Technically, New Girl is a show that exists because of breakups. Jess breaking up with her cheating boyfriend brought her into living in an apartment with three guys. Schmidt’s breakup with Cece has caused his downward spiral, moving out and led him to talk to grapes as his new friends. Even Coach is back into the mix of things this season because of a breakup. “Exes” presents that though Jess and Nick are great together currently, having just said “I love you” to each other for the first time a few days ago (thanks to Prince), this could all end at any time, and their relationship would never be the same.
This is all spurred by Nick running into his ex, Caroline, at a Farmer’s Market. Thanks to some nudging by Jess, Nick has coffee with Caroline to give her some closure. However during the thirty minute exchange, Nick avoids the topic of his new relationship. When Caroline then sees Nick and Jess together, she immediately assumes that Nick cheated on her, and thus begins the rage of Caroline.
Being the ever-positive role model for Nick, Jess states that exes can just be friends. She’s still friends with her ex, Berkley, yet all of the guys agree that the only reason guys stay friends with exes is for sex. As Coach astutely points out, you can’t spell “sex” without “ex.” To help Nick with the Caroline, who is getting increasingly more terrifying, she calls Berkley to smooth things over.
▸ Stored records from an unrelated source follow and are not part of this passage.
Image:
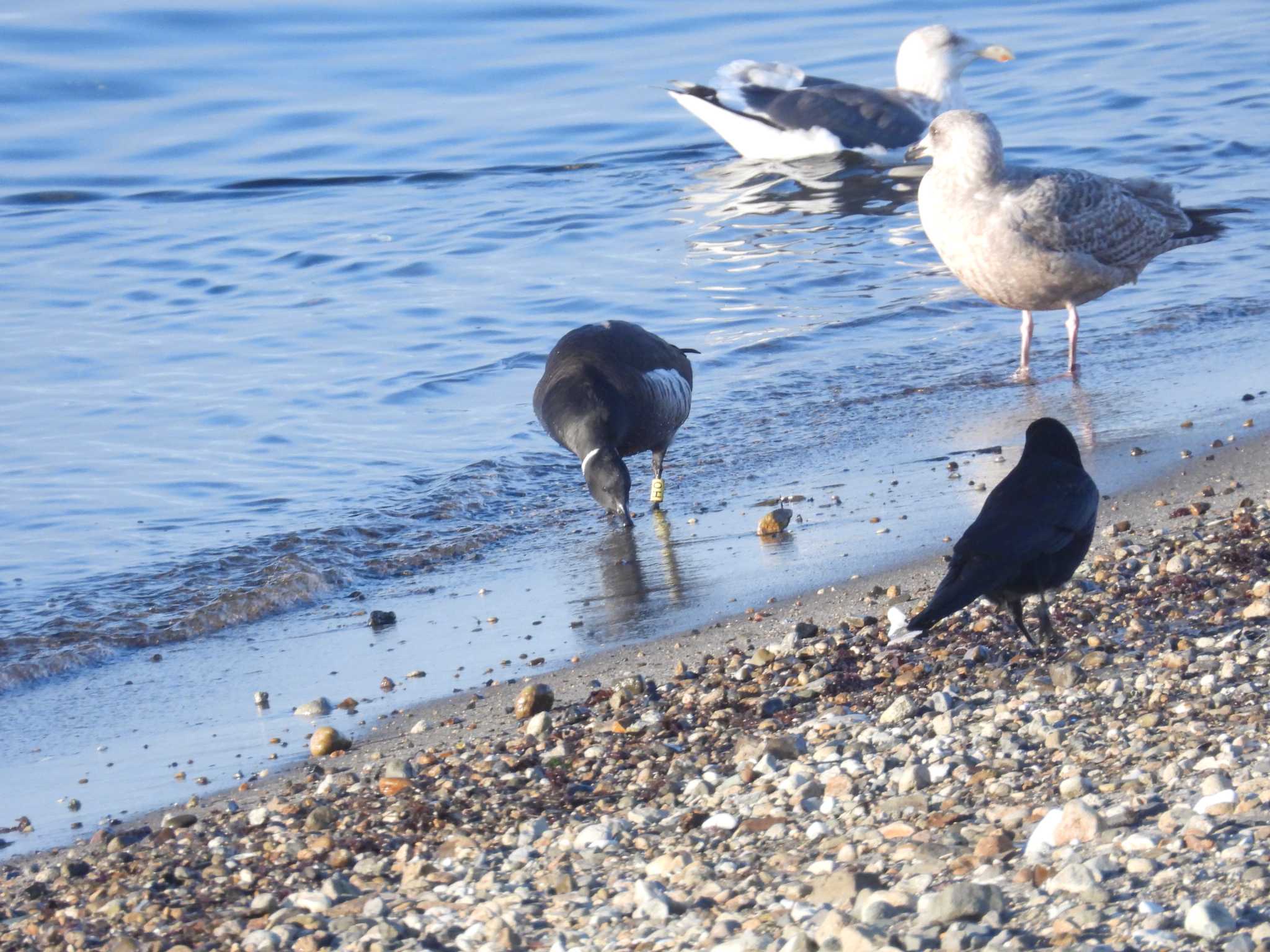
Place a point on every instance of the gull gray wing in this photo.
(1122, 224)
(859, 116)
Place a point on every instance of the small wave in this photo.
(54, 197)
(288, 582)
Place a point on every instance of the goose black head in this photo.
(1049, 437)
(609, 482)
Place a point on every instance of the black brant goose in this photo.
(1033, 531)
(613, 390)
(775, 111)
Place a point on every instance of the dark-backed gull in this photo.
(775, 111)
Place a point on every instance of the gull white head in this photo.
(964, 143)
(931, 61)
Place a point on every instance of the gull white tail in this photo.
(900, 631)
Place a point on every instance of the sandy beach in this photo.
(780, 778)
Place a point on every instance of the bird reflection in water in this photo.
(626, 587)
(842, 186)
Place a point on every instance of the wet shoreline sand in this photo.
(440, 827)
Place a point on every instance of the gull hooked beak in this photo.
(918, 150)
(1001, 54)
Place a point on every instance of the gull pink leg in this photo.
(1025, 327)
(1073, 327)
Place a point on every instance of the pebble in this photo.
(803, 786)
(961, 901)
(534, 699)
(327, 741)
(1209, 920)
(318, 707)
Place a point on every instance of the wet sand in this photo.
(381, 725)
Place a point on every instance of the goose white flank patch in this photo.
(609, 391)
(776, 111)
(1043, 239)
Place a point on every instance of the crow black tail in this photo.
(961, 587)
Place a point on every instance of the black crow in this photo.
(1033, 531)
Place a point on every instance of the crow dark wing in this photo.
(1038, 509)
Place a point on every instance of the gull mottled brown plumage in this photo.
(1043, 239)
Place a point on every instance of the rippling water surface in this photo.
(276, 283)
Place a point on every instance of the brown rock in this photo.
(775, 522)
(391, 786)
(1080, 823)
(995, 844)
(533, 700)
(327, 741)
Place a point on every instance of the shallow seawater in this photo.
(276, 286)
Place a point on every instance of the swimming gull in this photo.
(1042, 239)
(775, 111)
(613, 390)
(1033, 531)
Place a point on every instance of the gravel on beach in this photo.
(803, 788)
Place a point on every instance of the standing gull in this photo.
(1042, 239)
(1033, 531)
(609, 391)
(775, 111)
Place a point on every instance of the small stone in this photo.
(961, 901)
(1065, 676)
(1073, 787)
(901, 708)
(321, 818)
(310, 902)
(1178, 565)
(913, 777)
(1042, 839)
(1258, 610)
(327, 741)
(534, 699)
(775, 522)
(721, 822)
(539, 725)
(318, 707)
(1073, 878)
(1078, 823)
(993, 844)
(1209, 920)
(842, 886)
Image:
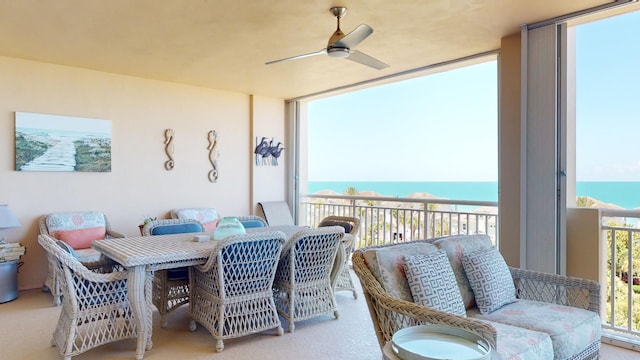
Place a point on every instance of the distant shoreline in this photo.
(625, 194)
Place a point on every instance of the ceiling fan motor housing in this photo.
(338, 52)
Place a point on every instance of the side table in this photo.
(440, 336)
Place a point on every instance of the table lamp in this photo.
(7, 219)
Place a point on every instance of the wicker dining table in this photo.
(142, 255)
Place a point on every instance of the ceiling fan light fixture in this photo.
(338, 52)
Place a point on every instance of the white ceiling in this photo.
(223, 44)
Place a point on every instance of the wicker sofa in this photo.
(550, 317)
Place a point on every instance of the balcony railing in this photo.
(621, 235)
(385, 220)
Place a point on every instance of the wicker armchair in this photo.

Meanwhile, in Apartment 4C down the hall, Schmidt has finally finished putting together his loft, and after offering free sub coupons to those who visit, Coach and Winston come to visit. Schmidt gives his two friends keys to his Bond-like apartment, which of course can only end badly. Cut to later that night when all three of them have brought ladies back to the apartment, and we’re in a mistaken identity, sitcom staple pickle.
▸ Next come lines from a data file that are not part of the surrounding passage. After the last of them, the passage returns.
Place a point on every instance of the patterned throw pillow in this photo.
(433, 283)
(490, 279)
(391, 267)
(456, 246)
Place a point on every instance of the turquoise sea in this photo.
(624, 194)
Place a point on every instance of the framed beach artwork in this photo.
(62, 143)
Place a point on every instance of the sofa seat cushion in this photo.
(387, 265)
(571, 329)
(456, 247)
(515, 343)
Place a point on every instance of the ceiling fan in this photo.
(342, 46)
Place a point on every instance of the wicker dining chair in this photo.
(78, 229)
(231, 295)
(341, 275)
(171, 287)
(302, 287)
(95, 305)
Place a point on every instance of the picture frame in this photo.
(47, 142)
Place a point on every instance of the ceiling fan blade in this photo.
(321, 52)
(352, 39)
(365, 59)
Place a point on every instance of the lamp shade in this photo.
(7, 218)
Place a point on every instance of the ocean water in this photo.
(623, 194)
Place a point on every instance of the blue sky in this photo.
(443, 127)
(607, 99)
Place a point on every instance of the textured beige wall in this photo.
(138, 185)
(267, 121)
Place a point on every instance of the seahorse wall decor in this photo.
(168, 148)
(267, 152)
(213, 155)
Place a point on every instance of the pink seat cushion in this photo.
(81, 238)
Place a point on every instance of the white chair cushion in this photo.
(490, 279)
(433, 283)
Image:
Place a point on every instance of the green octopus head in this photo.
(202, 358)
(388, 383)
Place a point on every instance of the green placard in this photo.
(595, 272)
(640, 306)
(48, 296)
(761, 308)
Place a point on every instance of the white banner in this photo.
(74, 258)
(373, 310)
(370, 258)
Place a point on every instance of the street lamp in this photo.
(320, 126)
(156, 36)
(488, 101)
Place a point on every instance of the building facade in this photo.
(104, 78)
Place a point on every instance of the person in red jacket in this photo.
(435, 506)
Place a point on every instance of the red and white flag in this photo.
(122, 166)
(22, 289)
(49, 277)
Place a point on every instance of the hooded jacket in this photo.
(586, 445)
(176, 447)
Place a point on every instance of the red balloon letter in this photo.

Much more than in past seasons, New Girl has utilized its guest characters to great effect, and not just because Prince is awesome. The return of Mary Elizabeth Ellis as Caroline is always welcome, and her view of her breakup with Nick does illuminate a possible future down the road that has been forgotten. On a side note, how great would Ellis’ husband, Charlie Day, be on this show? I mean this show has plenty of screaming as it is—just imagine getting Schmidt and Day in a room together. Adam Brody is also wonderful here as Berkley, and I don’t think I’m just saying that since I’ve had a man crush on Brody since Seth Cohen stated that we have the same favorite albums and book. Brody pulls off nice guy with the possibility of something more nicely, here and let’s hope this isn’t the last we see of Berkley.
I don’t think I give enough credit to the editing on New Girl, but it truly has always been phenomenal, and it stands out in “Exes.” Not only does the editing constantly highlight the great jokes every week, but in “Exes,” it slides back and forth between the two apartments perfectly, keeping the tone serious, yet playful at times.
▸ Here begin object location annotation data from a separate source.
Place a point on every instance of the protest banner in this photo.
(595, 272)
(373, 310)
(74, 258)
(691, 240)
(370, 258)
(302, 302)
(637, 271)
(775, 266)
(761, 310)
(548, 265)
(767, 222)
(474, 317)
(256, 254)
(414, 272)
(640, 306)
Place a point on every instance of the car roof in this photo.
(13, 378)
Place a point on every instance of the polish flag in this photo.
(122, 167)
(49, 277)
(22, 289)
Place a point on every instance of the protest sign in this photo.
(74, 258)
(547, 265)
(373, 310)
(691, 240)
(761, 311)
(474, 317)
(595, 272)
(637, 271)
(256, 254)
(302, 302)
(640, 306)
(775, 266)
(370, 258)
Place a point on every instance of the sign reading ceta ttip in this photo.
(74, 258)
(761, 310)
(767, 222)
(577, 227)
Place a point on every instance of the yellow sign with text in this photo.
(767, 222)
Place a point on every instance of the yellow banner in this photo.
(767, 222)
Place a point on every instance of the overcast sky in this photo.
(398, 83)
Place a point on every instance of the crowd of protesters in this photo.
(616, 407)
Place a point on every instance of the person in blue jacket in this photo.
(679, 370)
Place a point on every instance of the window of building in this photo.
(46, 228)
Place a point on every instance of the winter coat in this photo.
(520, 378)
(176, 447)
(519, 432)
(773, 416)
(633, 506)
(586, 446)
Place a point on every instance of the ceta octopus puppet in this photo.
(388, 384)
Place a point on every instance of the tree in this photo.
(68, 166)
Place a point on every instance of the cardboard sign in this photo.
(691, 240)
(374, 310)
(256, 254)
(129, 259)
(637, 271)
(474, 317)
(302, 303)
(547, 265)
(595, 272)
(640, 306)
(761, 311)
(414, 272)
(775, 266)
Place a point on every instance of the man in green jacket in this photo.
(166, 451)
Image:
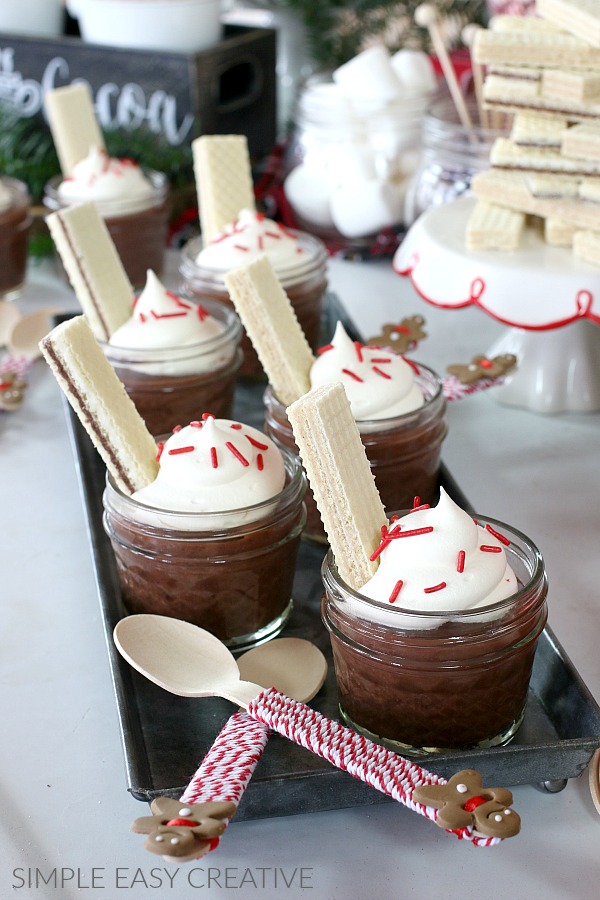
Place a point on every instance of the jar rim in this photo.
(293, 490)
(231, 334)
(387, 423)
(537, 575)
(289, 275)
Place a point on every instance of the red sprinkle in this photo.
(396, 590)
(503, 540)
(177, 300)
(383, 374)
(236, 453)
(256, 443)
(435, 587)
(176, 450)
(413, 365)
(427, 529)
(352, 375)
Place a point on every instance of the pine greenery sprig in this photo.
(339, 29)
(27, 152)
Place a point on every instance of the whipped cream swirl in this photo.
(169, 335)
(379, 384)
(247, 238)
(162, 319)
(438, 558)
(213, 466)
(117, 186)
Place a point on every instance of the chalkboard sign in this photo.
(228, 89)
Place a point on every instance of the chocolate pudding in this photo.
(140, 235)
(438, 685)
(15, 225)
(305, 290)
(233, 580)
(404, 452)
(173, 385)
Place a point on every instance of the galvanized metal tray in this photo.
(165, 737)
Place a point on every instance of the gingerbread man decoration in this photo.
(463, 801)
(12, 391)
(402, 337)
(482, 367)
(182, 831)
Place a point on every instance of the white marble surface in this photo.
(62, 779)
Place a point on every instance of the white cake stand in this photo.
(549, 299)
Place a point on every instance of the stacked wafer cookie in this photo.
(546, 72)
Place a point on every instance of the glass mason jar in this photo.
(346, 170)
(434, 681)
(139, 234)
(404, 451)
(451, 155)
(228, 572)
(304, 281)
(173, 385)
(15, 225)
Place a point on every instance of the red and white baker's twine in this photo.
(369, 762)
(454, 389)
(228, 766)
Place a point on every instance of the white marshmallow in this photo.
(368, 79)
(348, 162)
(365, 207)
(307, 191)
(414, 70)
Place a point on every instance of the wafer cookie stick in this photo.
(73, 124)
(468, 35)
(223, 180)
(579, 17)
(93, 266)
(93, 389)
(272, 326)
(341, 479)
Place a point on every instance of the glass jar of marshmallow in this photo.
(451, 155)
(354, 146)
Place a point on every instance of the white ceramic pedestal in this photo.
(548, 298)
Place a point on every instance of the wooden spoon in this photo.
(191, 662)
(295, 667)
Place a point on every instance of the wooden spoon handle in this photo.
(228, 766)
(371, 763)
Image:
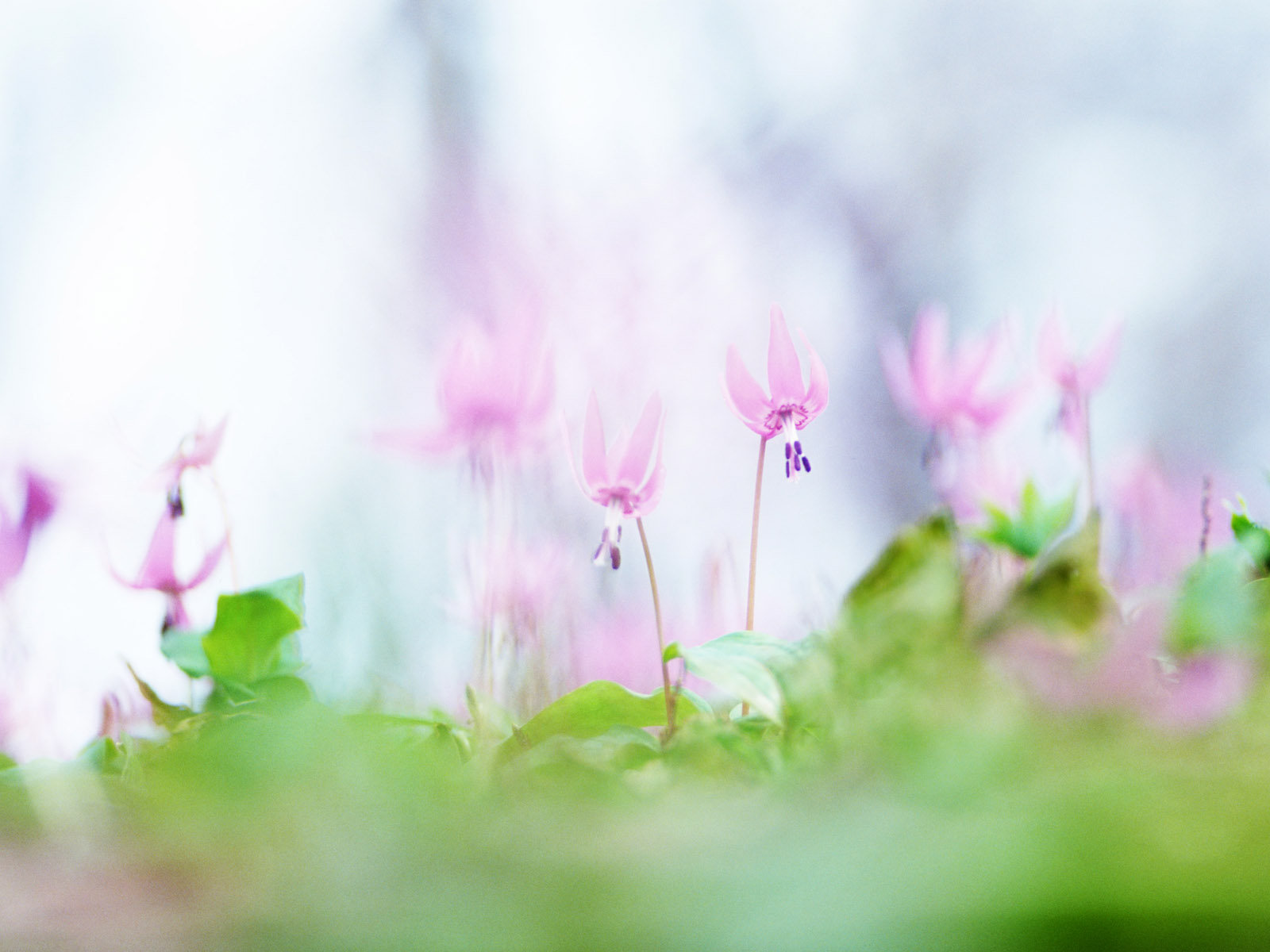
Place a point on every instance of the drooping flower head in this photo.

“Exes” illustrates that things might not end so well for Nick and Jess, but who are they kidding? In the end, these two likely will be together when the final episode rolls. But even when faced with the possible future, Nick and Jess become stronger than they were before. When Caroline lists the way that Nick changes through a relationship, it’s clear that some things will never change, yet some elements of Nick are changing for the better thanks to Jess. Even when faced with a terrible end, these two only get stronger, and as with this recent run of episodes, so does New Girl.